Last week two prominent Ukrainian opposition figures were gunned down in broad
daylight. They join as many as ten others who have been killed or committed
suicide under suspicious circumstances just this year. These individuals have
one important thing in common: they were either part of or friendly with the
Yanukovych government, which a US-backed coup overthrew last year. They include
members of the Ukrainian parliament and former chief editors of major opposition
newspapers.
While some journalists here in the US have started to notice the strange series
of opposition killings in Ukraine, the US government has yet to say a word.
Compare this to the US reaction when a single opposition figure was killed
in Russia earlier this year. Boris Nemtsov was a member of a minor political
party that was not even represented in the Russian parliament. Nevertheless
the US government immediately demanded that Russia conduct a thorough investigation
of his murder, suggesting the killers had a political motive.
As news of the Russian killing broke, Chairman of the House Foreign Affairs
Committee Ed Royce (R-CA) did not wait for evidence to blame the killing on
Russian president Vladimir Putin. On the very day of Nemtsov's murder, Royce
told the US media that, "this shocking murder is the latest assault on those
who dare to oppose the Putin regime."
Neither Royce, nor Secretary of State John Kerry, nor President Obama, nor
any US government figure has said a word about the series of apparently political
murders in Ukraine.
On the contrary, instead of questioning the state of democracy in what looks
like a lawless Ukraine, the Administration is sending in the US military to
help train Ukrainian troops!
Last week, just as the two political murders were taking place, the US 173rd
Airborne Brigade landed in Ukraine to begin training Ukrainian national guard
forces - and to leave behind some useful military equipment. Though the civil
unrest continues in Ukraine, the US military is assisting one side in the conflict
- even as the US slaps sanctions on Russia over accusations it is helping out
the other side!
As the ceasefire continues to hold, though shakily, what kind of message does
it send to the US-backed government in Kiev to have US troops arrive with training
and equipment and an authorization to gift Kiev with some $350 million in weapons?
Might they not take this as a green light to begin new hostilities against
the breakaway regions in the east?
The Obama administration is so inconsistent in its foreign policy. In some
places, particularly Cuba and Iran, the administration is pursuing a policy
that looks to diplomacy and compromise to help improve decades of bad relations.

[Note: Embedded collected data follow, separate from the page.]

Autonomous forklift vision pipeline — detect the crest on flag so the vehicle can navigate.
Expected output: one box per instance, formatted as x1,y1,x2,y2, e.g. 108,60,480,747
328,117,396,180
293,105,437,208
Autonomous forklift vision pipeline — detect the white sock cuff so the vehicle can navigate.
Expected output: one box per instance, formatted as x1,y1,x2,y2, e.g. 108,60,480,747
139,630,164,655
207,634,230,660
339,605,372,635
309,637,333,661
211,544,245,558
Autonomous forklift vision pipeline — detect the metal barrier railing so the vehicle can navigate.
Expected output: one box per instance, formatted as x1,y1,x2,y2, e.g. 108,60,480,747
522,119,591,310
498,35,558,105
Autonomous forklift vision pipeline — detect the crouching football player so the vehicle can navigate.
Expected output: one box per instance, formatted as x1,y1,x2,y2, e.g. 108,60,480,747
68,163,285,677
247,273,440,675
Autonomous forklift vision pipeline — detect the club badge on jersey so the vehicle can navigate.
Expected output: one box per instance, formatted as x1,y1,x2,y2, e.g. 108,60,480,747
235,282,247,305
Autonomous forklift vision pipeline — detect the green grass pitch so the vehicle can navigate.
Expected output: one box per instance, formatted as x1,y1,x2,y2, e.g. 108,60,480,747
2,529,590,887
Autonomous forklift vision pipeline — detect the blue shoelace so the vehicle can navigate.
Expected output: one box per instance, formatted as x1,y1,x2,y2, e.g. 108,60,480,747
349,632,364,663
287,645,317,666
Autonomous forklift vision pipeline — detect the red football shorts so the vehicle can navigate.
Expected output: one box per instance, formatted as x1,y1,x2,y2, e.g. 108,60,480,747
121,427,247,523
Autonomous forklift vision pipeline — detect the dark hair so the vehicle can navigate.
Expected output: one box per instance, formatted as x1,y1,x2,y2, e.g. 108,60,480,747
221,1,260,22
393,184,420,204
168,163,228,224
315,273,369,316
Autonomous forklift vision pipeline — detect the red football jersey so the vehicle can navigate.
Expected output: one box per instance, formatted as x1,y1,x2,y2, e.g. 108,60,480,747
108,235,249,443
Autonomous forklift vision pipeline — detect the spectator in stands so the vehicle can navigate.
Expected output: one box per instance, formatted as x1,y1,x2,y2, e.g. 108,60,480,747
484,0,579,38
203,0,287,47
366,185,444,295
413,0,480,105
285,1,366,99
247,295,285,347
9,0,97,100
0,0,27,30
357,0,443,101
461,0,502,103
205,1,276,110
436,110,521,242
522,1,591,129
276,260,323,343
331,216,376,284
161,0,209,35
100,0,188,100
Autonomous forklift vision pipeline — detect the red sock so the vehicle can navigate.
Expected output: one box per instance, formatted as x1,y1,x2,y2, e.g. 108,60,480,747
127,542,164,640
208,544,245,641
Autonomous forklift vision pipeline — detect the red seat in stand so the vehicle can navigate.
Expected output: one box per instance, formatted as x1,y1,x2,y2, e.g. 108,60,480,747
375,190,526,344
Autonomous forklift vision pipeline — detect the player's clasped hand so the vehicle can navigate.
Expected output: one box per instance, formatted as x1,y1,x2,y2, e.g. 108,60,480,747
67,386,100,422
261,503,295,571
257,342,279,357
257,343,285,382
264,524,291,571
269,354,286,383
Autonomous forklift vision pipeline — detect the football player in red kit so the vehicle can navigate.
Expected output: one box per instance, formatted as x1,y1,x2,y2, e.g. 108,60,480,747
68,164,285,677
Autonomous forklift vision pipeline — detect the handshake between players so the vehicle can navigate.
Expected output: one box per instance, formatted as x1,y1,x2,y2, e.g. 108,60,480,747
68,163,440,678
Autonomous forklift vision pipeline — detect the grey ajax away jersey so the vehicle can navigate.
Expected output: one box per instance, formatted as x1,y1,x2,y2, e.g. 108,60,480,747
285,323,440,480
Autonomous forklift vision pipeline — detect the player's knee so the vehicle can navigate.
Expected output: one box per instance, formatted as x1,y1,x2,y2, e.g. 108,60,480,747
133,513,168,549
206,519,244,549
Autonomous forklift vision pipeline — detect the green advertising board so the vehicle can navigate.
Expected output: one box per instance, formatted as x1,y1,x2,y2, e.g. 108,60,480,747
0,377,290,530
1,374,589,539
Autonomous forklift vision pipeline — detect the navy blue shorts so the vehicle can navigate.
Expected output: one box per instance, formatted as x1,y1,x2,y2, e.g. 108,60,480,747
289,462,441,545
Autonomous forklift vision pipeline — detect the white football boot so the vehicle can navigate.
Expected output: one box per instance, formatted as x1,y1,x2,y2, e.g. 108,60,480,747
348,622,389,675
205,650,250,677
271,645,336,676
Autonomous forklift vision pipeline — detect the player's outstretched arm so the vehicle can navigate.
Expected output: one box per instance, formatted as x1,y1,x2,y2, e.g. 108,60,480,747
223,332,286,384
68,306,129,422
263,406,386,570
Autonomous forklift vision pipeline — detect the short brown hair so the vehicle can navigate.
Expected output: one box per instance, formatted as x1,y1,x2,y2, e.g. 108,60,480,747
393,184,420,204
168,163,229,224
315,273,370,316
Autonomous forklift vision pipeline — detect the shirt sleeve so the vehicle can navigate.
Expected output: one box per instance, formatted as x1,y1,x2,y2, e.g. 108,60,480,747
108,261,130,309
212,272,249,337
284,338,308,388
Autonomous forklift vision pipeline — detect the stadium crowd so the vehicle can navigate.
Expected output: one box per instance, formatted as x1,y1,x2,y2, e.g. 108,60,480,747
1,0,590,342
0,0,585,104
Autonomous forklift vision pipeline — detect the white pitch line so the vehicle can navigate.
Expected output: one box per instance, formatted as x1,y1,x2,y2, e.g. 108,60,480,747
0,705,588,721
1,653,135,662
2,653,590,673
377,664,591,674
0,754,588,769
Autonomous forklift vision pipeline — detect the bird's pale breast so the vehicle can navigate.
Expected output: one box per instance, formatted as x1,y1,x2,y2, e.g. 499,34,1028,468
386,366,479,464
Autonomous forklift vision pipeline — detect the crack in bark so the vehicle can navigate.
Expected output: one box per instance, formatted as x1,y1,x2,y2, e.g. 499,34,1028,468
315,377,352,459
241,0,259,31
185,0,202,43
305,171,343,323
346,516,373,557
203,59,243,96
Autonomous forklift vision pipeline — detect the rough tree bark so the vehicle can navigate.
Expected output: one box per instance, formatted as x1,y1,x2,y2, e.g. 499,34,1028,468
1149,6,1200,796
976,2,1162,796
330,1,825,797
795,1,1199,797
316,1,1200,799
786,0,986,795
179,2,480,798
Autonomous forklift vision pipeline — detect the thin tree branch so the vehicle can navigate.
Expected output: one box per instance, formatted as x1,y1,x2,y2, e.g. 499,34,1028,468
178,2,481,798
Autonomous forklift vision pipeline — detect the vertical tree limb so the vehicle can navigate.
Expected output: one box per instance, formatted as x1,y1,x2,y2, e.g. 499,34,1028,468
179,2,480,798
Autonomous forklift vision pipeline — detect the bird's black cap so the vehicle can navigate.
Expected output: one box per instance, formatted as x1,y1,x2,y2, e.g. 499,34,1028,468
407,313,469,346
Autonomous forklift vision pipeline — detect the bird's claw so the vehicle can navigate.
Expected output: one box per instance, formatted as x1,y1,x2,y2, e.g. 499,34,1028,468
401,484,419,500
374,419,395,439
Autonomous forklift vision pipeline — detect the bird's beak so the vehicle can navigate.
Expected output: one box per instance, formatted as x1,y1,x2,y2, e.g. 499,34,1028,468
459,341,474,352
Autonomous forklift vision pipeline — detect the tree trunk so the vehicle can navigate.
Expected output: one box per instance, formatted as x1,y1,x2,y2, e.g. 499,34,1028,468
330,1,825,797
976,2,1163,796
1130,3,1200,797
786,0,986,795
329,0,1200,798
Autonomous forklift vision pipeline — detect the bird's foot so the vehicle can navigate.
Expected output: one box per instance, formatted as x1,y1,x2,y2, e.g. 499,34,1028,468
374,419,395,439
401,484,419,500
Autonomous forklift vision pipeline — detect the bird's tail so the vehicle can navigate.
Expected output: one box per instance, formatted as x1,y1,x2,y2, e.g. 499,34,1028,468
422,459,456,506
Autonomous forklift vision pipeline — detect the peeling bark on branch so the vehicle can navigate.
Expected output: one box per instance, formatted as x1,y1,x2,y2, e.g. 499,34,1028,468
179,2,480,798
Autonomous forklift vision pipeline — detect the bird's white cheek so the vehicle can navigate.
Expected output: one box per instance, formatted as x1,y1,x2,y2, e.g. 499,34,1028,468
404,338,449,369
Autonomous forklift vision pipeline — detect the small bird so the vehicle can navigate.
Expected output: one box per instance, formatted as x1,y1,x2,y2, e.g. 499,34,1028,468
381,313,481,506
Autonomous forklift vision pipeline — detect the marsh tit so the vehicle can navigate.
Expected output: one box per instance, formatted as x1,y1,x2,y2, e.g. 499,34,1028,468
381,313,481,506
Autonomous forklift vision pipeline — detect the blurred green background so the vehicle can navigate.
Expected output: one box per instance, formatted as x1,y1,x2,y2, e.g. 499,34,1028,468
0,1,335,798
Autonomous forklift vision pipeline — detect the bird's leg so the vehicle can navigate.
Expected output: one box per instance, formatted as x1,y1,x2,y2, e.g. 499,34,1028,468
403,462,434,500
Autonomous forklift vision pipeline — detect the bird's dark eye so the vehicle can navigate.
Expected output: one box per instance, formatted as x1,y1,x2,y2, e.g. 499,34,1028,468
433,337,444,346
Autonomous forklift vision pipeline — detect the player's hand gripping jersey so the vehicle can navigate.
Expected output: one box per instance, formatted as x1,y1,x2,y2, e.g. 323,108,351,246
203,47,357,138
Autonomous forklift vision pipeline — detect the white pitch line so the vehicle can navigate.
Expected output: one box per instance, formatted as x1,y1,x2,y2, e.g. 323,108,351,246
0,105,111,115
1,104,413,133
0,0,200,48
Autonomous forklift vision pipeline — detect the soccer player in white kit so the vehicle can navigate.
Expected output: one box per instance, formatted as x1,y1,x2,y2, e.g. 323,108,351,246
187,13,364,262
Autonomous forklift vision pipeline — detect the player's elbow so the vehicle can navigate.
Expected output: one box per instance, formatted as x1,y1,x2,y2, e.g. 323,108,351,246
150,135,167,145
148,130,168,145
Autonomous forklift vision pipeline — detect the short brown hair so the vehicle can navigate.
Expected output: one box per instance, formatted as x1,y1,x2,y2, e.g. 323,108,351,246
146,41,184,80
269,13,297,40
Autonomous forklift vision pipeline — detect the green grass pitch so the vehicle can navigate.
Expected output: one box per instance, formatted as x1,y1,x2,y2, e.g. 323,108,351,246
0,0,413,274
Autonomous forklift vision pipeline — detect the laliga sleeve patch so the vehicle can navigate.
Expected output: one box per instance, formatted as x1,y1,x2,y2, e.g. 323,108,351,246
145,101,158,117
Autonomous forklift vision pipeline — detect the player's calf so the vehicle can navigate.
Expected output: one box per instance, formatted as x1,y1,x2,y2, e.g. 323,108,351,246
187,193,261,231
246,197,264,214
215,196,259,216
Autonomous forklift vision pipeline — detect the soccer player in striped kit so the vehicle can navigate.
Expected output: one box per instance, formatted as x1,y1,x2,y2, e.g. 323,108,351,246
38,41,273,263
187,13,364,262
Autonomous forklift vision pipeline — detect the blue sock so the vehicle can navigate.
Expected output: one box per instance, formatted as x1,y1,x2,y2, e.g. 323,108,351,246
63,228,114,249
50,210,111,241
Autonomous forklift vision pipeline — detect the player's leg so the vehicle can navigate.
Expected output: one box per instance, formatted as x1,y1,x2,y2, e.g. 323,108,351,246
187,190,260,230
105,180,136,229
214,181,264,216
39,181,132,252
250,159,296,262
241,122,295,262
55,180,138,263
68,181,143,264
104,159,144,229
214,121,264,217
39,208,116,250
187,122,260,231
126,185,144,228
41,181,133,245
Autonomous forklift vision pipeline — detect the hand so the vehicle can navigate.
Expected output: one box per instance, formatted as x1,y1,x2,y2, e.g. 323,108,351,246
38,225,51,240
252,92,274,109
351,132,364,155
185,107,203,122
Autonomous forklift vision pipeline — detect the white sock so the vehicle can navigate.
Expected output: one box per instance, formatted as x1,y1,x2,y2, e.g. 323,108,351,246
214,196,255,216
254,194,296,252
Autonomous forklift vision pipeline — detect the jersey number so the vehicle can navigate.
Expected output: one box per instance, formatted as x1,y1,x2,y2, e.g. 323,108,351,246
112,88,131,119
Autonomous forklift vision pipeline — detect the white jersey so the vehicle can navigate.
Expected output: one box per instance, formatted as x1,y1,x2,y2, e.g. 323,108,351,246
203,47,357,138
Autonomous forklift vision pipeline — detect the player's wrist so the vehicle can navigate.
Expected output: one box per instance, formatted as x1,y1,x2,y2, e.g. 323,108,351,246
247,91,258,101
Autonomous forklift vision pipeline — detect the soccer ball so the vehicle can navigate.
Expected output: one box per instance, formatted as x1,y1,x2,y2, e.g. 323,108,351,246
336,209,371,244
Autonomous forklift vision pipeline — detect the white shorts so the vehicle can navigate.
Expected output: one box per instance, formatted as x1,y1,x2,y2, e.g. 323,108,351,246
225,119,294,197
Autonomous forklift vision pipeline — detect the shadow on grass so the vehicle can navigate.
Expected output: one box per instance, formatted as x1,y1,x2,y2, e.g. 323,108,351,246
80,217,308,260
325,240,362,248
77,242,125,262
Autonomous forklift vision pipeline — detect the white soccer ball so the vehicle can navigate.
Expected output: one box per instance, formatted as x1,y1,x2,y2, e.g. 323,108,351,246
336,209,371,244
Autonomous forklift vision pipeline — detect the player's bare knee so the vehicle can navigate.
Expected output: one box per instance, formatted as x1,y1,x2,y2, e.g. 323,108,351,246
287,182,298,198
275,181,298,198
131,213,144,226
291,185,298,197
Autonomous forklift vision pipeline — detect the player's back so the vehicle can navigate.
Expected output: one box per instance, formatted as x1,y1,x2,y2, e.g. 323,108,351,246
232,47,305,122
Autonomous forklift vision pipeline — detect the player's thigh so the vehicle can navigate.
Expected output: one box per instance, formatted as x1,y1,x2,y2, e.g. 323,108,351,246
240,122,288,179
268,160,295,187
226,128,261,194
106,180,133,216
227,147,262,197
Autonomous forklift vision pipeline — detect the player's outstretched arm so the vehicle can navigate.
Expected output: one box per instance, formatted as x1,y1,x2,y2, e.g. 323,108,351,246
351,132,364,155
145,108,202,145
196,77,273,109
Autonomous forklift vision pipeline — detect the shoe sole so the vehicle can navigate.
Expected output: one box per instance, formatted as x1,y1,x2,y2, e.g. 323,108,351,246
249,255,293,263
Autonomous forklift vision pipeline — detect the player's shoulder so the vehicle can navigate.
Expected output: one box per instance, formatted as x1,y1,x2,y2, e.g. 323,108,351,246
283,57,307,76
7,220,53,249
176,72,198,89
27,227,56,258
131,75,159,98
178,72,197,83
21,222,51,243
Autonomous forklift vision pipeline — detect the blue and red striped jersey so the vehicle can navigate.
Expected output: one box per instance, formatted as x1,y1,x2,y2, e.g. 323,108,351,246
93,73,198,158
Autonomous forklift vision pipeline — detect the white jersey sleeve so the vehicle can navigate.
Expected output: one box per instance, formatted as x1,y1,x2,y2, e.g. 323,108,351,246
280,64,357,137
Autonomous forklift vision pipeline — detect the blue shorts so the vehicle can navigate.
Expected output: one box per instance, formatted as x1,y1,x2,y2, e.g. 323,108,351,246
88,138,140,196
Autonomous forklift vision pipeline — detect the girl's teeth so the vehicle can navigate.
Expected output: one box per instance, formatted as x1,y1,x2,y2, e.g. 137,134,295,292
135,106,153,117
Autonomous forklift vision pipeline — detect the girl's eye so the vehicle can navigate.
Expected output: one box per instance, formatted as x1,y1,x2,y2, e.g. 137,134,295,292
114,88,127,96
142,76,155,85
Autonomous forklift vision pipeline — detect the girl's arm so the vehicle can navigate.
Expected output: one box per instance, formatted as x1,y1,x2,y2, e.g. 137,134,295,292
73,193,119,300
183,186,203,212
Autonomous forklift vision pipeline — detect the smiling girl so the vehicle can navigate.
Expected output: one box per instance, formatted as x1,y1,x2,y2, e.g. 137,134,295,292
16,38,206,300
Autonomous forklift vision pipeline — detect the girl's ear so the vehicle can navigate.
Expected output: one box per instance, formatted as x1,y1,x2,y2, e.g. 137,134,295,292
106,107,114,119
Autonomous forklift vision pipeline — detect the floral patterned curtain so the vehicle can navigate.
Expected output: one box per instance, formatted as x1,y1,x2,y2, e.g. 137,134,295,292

In these two cases the administration realizes that the path of confrontation
has led nowhere. When the president announced his desire to see the end of
Cuba sanctions, he stated very correctly that, "...we are ending a policy that
was long past its expiration date. When what you're doing doesn't work for
fifty years, it's time to try something new."
So while Obama is correctly talking about sanctions relief for Iran and Cuba,
he is adding more sanctions on Russia, backing Saudi Arabia's brutal attack
on Yemen, and pushing ever harder for regime change in Syria. Does he really
believe the rest of the world does not see these double standards? A wise consistency
of non-interventionism in all foreign affairs would be the correct course for
this and future US administrations. Let us hope they will eventually follow
Obama's observation that, "it's time to try something new."